El uribismo se cocina en su salsa. Las disputas internas del partido de Gobierno vienen haciendo grietas enormes en su cohesión. Los resultados del gobierno Duque coadyuvan a la división, algunos encuentran en el presidente la responsabilidad de los desatinos electorales recientes “para qué ganar la Presidencia, si no es para ganar elecciones” dicen.

Divisiones muchas. El círculo pretoriano del expresidente es más hermético desde su vinculación penal por el delito de fraude procesal. La bancada en el parlamento no tiene una agenda, tienen varias, desde que el encartado Uribe atiende la Corte y busca la manera de enfrentar el acervo probatorio en su contra. La toga lo atortola.

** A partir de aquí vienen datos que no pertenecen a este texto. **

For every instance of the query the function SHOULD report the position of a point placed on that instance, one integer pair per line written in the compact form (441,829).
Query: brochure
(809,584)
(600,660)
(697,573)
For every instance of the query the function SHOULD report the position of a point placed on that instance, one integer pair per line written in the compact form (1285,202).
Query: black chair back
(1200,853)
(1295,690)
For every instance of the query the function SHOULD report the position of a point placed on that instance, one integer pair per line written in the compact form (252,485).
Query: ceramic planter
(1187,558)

La senadora Paloma Valencia quiso ser la presidenta de la Comisión Primera de Senado, pero su colega María Fernanda Cabal no la dejó, le negó su respaldo para entregárselo a Santiago Valencia, dejando en evidencia las dificultades de bancada.

Ernesto Macías condujo el Congreso al mejor estilo de capataz de hacienda sin tino ni responsabilidad. Con salidas en falso y desleales ataques contra la oposición política facilitó el derrumbe de los primeros intentos por hacer trizas la paz. El partido de Gobierno no logró destruir la JEP y reformar los acuerdos de paz unilateralmente. La ciudadanía es testigo del esfuerzo uribista por la guerra, sea interna o externa.

Provocan constantemente una agresión militar contra Venezuela y por eso su discurso diplomático es obsoleto y mal elaborado. Apoyaron al autoproclamado “presidente” Juan Guaido, que es hoy una anécdota y otro fracaso. El Grupo de Lima fue un embeleco diplomático que auspició, patrocinó y condujo Colombia; hoy es un estorbo sin legitimidad.

A Uribe se le escucha impaciente, cometiendo errores de político primíparo, calculando mal sus estrategias de defensa. Es célebre el episodio de la W Radio días antes de la indagatoria, donde Pablo Hernán Sierra, testigo en su contra lo enfrenta y hasta lo reta a no perdérsele a la justicia. Nunca un expresidente había sido cuestionado por un criminal, en público, y de esa manera.

Y termina con la derrota electoral en Medellín que no es más que la consecuencia de jugar a la política con trampas, mentiras y desinformaciones al estilo del plebiscito por la paz.

Gobernarán tres departamentos de la Amazonia y eso es malo para Colombia. Siguen siendo una fuerza importante en lo local, aunque ya no pueden solos, les toca aliarse con los antes santistas para no salir derrotados en las regiones. Les confieso que de cualquier cuenta de twiiter algún uribista le echará la culpa a Nicolás Maduro de la derrota electoral de Uribe.

Para terminar, dejo inquitudes: ¿Tiene la bancada uribista la capacidad política de no sacarse los ojos entre sí? Sin Uribe en el Congreso, ¿el Centro Democrático podrá mantenerse como bancada mayoritaria? ¿Duque gobernará sin interpuesta persona? Se avecinan noticias judiciales.